Images from Unsplash

Disclaimer: This article is my learning note from the courses I took from Kaggle.

Computer vision literally means computer able to see and recognize stuff. Applications such as Google Lens and Google Image Search are some good examples of where computer vision is being used in our daily life.

In this course, we will explore some technique used to empower computer with the power of seeing:

  • Building an image classifier with Keras
  • Concepts of visual feature extraction
  • Custom covnet
  • Apply data augmentation to extend dataset.

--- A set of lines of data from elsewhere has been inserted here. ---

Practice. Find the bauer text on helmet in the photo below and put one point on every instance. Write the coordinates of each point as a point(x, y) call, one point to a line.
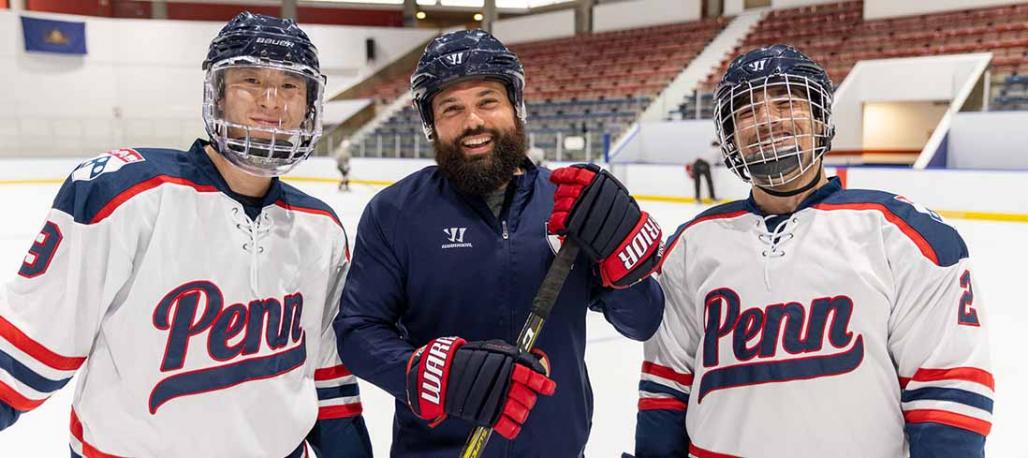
point(262, 99)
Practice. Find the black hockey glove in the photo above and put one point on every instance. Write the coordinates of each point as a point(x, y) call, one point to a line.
point(593, 208)
point(486, 383)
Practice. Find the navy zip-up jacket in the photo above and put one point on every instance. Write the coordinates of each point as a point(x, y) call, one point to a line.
point(431, 262)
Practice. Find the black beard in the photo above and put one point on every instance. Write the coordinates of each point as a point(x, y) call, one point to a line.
point(484, 174)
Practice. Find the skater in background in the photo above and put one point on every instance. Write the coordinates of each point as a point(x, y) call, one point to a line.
point(342, 164)
point(700, 168)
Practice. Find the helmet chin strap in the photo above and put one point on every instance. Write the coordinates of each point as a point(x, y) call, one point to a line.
point(813, 182)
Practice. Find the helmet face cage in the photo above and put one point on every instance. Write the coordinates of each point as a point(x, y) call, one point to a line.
point(265, 149)
point(773, 128)
point(463, 55)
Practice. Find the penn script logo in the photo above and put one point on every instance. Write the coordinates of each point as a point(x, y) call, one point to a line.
point(455, 237)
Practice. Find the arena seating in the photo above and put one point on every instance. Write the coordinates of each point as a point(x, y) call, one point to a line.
point(593, 86)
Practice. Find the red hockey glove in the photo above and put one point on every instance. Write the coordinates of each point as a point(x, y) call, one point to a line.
point(593, 208)
point(487, 383)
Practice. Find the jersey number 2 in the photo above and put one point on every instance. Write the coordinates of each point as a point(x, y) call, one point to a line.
point(967, 315)
point(41, 252)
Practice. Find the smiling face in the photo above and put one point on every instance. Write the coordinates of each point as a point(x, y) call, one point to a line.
point(263, 98)
point(472, 114)
point(776, 132)
point(775, 121)
point(479, 141)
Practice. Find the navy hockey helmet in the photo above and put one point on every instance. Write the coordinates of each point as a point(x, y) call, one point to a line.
point(464, 54)
point(773, 114)
point(283, 66)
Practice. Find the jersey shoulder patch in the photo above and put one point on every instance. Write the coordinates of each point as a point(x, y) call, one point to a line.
point(934, 238)
point(295, 200)
point(98, 186)
point(108, 162)
point(724, 211)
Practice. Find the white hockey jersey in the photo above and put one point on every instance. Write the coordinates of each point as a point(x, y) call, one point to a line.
point(197, 331)
point(828, 332)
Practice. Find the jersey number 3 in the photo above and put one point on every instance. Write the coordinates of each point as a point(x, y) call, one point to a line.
point(42, 251)
point(967, 315)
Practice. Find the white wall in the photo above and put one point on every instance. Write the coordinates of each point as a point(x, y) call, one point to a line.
point(666, 142)
point(901, 125)
point(141, 82)
point(632, 13)
point(904, 79)
point(990, 140)
point(876, 9)
point(544, 26)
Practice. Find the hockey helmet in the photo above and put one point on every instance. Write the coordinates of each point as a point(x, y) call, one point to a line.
point(465, 54)
point(272, 63)
point(773, 115)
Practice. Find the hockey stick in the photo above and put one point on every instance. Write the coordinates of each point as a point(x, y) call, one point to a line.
point(541, 306)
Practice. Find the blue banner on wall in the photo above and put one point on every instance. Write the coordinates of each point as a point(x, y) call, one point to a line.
point(53, 36)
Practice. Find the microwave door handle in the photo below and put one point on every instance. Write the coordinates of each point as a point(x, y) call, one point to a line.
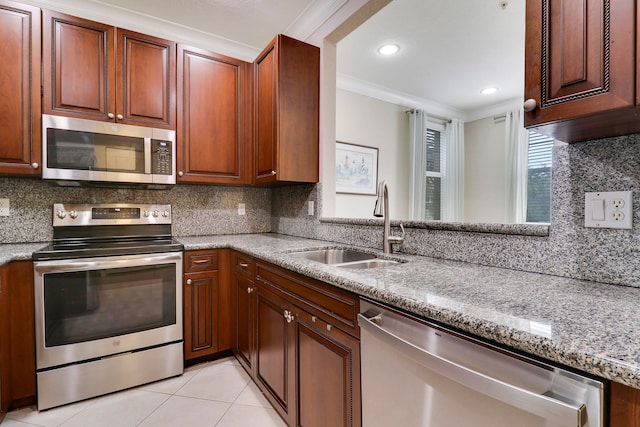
point(147, 156)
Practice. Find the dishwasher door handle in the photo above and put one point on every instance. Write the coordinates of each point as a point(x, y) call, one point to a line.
point(556, 411)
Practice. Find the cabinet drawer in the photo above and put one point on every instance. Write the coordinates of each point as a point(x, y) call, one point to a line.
point(200, 261)
point(331, 305)
point(243, 264)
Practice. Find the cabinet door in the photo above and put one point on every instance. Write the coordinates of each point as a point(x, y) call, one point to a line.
point(5, 354)
point(287, 111)
point(145, 80)
point(20, 149)
point(79, 77)
point(200, 314)
point(244, 290)
point(577, 59)
point(266, 125)
point(213, 120)
point(328, 377)
point(275, 355)
point(22, 333)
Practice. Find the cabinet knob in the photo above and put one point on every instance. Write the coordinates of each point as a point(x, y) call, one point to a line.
point(530, 105)
point(288, 316)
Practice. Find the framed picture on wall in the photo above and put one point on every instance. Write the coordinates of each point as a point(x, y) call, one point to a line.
point(356, 169)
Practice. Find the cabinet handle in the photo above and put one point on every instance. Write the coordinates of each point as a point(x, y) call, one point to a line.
point(530, 105)
point(288, 316)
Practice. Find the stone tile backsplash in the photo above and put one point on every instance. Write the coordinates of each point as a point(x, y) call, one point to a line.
point(197, 209)
point(570, 249)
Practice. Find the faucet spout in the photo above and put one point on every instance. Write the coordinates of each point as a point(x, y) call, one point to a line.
point(381, 209)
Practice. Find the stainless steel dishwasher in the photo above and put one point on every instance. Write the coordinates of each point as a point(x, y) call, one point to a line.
point(416, 374)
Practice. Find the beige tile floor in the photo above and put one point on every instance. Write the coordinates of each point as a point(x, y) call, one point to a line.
point(214, 394)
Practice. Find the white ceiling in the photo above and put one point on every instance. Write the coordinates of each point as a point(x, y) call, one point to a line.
point(450, 49)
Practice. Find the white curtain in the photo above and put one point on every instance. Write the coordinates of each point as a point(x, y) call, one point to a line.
point(453, 174)
point(417, 139)
point(517, 141)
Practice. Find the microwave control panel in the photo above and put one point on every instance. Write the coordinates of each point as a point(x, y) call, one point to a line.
point(161, 157)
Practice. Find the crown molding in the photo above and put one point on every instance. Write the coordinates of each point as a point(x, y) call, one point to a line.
point(313, 18)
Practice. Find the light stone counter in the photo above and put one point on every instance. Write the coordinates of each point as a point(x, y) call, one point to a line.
point(585, 325)
point(590, 326)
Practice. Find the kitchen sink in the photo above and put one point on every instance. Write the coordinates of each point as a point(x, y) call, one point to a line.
point(345, 258)
point(371, 263)
point(334, 256)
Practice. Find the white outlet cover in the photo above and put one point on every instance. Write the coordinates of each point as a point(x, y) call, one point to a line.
point(4, 207)
point(608, 209)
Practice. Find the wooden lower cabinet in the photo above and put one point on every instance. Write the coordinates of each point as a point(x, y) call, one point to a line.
point(17, 332)
point(243, 290)
point(307, 354)
point(206, 297)
point(624, 410)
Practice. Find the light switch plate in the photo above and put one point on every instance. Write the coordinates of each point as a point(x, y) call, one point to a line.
point(4, 207)
point(612, 209)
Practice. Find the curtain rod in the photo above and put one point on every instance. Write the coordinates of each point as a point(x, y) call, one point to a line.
point(441, 119)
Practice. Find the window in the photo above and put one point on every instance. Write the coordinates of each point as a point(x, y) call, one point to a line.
point(539, 178)
point(434, 153)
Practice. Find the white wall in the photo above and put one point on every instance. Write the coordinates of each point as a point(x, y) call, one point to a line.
point(484, 174)
point(367, 121)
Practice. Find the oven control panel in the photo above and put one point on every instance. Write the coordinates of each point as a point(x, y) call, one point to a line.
point(110, 214)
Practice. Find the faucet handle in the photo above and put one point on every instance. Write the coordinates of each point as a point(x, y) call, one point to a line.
point(398, 239)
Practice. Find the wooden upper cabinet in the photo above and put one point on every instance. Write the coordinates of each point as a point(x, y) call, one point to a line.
point(99, 72)
point(20, 121)
point(580, 67)
point(214, 118)
point(287, 82)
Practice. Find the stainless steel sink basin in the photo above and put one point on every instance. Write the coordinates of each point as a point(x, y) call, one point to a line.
point(334, 256)
point(372, 263)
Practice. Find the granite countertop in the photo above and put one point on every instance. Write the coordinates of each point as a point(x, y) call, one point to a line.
point(585, 325)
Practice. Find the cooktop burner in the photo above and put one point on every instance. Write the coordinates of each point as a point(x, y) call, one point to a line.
point(81, 231)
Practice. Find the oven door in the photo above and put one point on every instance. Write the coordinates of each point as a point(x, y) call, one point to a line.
point(90, 308)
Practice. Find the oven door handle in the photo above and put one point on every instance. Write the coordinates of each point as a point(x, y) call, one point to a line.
point(101, 263)
point(557, 411)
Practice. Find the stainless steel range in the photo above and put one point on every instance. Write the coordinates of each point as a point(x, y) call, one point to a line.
point(108, 301)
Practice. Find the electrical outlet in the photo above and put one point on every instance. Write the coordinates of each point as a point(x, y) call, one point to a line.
point(4, 207)
point(611, 209)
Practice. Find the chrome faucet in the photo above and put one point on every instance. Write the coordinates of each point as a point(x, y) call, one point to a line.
point(382, 210)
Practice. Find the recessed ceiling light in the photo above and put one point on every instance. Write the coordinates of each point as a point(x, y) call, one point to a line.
point(388, 49)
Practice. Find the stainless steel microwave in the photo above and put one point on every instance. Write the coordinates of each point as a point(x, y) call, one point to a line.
point(79, 151)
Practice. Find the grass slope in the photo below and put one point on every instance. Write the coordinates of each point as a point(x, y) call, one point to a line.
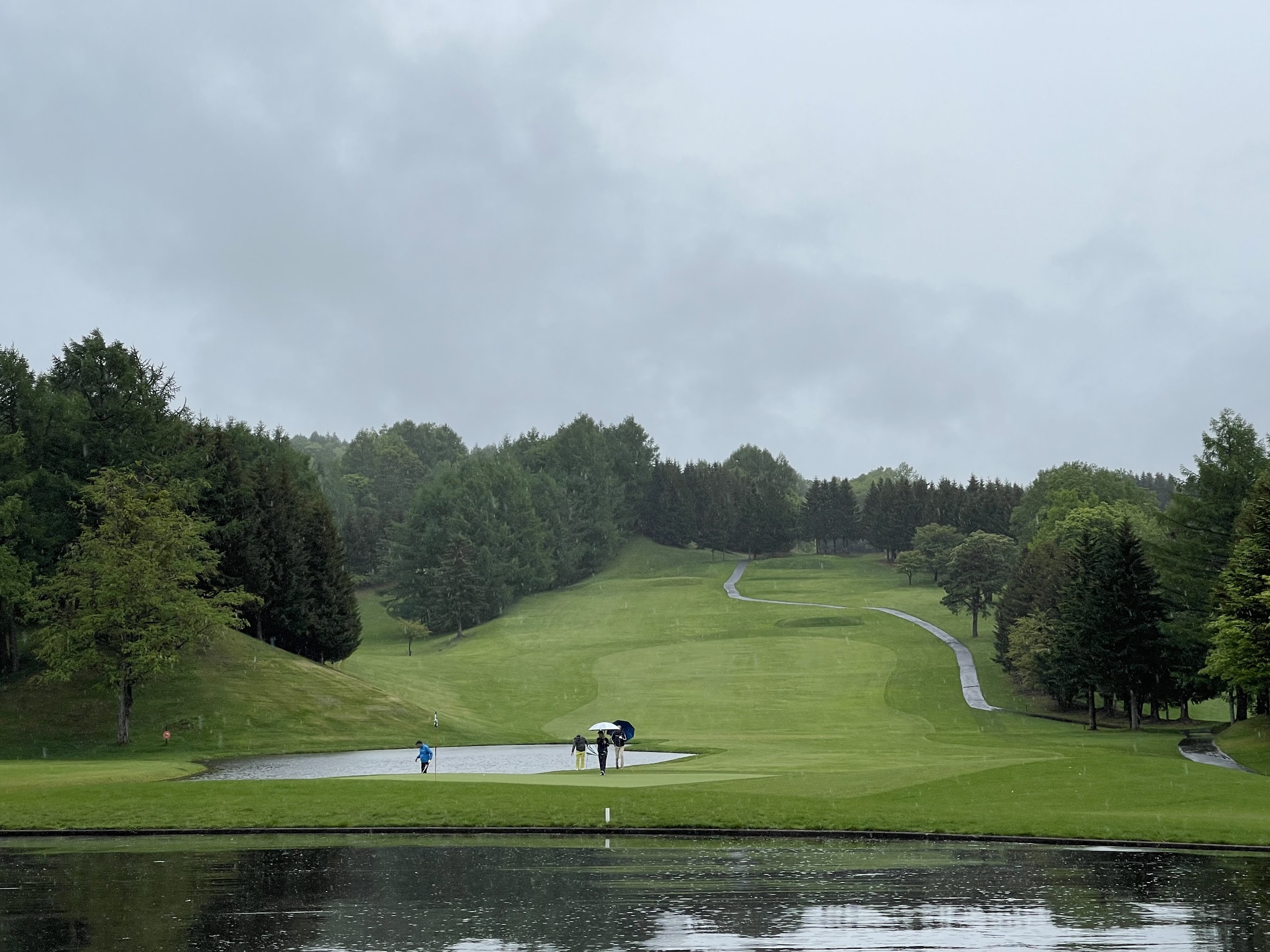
point(850, 719)
point(240, 696)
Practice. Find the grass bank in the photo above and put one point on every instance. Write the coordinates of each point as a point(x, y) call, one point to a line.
point(820, 719)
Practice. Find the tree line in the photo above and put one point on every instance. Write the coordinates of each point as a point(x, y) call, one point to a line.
point(1121, 603)
point(98, 437)
point(486, 527)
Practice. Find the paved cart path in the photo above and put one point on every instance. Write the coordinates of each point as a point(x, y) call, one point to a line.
point(970, 689)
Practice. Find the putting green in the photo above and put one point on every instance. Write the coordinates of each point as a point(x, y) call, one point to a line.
point(797, 720)
point(623, 780)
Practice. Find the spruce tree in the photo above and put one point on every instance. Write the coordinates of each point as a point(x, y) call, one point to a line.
point(978, 570)
point(1241, 616)
point(1132, 611)
point(459, 587)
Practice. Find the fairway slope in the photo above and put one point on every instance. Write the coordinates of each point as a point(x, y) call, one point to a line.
point(239, 696)
point(802, 718)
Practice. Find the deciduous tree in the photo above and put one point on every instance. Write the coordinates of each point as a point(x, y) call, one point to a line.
point(129, 597)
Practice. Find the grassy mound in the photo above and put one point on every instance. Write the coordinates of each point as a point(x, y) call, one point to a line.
point(799, 721)
point(240, 696)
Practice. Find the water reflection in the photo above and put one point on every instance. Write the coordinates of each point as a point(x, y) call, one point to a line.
point(572, 894)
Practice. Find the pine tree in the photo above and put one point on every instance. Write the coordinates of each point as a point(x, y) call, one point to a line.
point(1036, 587)
point(1132, 611)
point(459, 587)
point(1241, 622)
point(1199, 523)
point(977, 573)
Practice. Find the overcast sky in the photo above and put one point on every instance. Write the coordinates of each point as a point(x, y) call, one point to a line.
point(976, 237)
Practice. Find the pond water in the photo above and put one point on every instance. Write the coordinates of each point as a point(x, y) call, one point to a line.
point(470, 894)
point(511, 758)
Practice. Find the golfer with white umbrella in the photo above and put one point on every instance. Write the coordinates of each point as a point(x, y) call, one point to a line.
point(602, 742)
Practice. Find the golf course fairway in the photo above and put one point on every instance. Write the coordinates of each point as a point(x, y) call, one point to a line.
point(802, 718)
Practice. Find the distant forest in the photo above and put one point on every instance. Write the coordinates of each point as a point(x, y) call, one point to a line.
point(102, 406)
point(1108, 587)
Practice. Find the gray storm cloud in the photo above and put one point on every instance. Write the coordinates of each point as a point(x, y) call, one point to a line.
point(970, 237)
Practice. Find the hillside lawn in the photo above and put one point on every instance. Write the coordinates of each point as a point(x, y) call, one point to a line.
point(802, 718)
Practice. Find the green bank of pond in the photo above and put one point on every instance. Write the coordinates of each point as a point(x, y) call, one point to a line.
point(617, 893)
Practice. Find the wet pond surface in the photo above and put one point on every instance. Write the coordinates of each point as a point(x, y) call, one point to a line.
point(512, 758)
point(506, 893)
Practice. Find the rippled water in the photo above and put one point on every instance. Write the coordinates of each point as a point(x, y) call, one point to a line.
point(510, 758)
point(506, 893)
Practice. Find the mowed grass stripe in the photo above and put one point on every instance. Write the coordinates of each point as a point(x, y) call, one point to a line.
point(850, 726)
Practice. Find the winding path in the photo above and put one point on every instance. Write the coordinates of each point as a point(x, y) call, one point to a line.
point(970, 689)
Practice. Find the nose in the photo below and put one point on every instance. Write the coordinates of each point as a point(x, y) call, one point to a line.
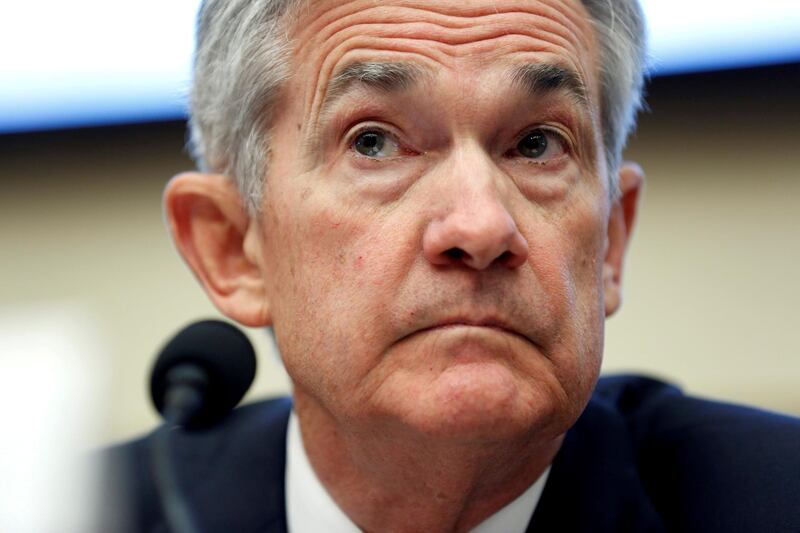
point(475, 229)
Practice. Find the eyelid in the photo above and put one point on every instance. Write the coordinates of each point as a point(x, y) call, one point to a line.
point(563, 137)
point(388, 131)
point(364, 127)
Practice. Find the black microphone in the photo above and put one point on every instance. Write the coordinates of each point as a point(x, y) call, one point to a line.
point(199, 376)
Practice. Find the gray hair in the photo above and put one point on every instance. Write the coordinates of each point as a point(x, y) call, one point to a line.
point(242, 58)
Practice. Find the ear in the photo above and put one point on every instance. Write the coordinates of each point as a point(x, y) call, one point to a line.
point(620, 227)
point(220, 243)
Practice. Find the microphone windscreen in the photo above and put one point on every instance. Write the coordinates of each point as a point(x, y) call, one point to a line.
point(226, 358)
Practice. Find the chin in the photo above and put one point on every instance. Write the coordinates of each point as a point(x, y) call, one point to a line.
point(481, 402)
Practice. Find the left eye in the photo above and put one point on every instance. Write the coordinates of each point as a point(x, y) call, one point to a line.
point(376, 144)
point(540, 145)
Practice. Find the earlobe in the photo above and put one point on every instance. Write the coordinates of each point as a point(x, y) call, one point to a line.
point(620, 227)
point(219, 241)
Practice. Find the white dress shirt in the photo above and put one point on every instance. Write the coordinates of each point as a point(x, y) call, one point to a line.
point(310, 509)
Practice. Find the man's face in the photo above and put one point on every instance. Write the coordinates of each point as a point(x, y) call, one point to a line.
point(435, 215)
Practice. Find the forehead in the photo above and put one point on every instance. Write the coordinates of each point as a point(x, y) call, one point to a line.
point(460, 36)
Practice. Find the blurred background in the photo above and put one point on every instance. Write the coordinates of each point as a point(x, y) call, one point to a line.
point(92, 126)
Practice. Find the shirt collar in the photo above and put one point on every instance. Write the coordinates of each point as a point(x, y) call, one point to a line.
point(309, 507)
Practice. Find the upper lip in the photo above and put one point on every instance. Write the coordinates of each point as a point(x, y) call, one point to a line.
point(487, 322)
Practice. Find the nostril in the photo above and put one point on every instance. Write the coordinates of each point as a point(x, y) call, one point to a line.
point(455, 253)
point(505, 258)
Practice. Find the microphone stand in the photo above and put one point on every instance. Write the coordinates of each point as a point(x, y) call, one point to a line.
point(184, 398)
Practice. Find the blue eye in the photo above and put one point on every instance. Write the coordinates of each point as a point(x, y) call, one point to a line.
point(370, 143)
point(533, 145)
point(376, 144)
point(540, 145)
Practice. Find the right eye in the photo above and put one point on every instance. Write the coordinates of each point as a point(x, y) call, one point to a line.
point(376, 144)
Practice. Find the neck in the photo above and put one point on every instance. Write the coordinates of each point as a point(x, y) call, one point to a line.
point(382, 476)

1. Convolutional Classifier

Convolutional neural networks or “covnet” is a neural network specializes in computer vision. A covnet used for image classification has two parts: a convolutional base and a dense head. The base is used to extract the features of an image while the head is used to determine the class of the image. So, the aims of training a neural network are simply to know which feature to extract from a particular image and to know which class the image will belong from the features.

The process

Here is how we can train a covnet on Python to recognize a car and a truck:

# 1. load pretrained base
pretrained_base = tf.keras.models.load_model(
    # file path
    '../input/cv-course-models/cv-course-models/vgg16-pretrained-base',
)
pretrained_base.trainable = False

# 2. attach classfier head
from tensorflow import keras
from tensorflow.keras import layers

model = keras.Sequential([
  pretrained_base,
  layers.Flatten(), # transform 2d output to 1d
  layers.Dense(6, activation = 'relu'),
  layers.Dense(1, activation = 'sigmoid'), # transform output to class probability (truck)
])

# 3. model fitting
model.compile(
  optimizer = 'adam',
  loss = 'binary_crossentropy',
  metrics = ['binary_accurary'],
)

history = model.fit(
  ds_train,
  validation_data = ds_valid,
  epochs = 30,
  verbose = 0,
)

# 4. visualize model loss
import pandas as pd

history_frame = pd.DataFrame(history.history)
history_frame.loc[:, ['loss', 'val_loss']].plot()
history_frame.loc[:, ['binary_accurary', 'val_binary_accurary']].plot();

2. Features Extraction

2.1 Convolution and ReLU

The process of feature extraction does three things. It filters an image for a certain feature; it detects the feature within the filtered image, and it condenses the image to enhance the features.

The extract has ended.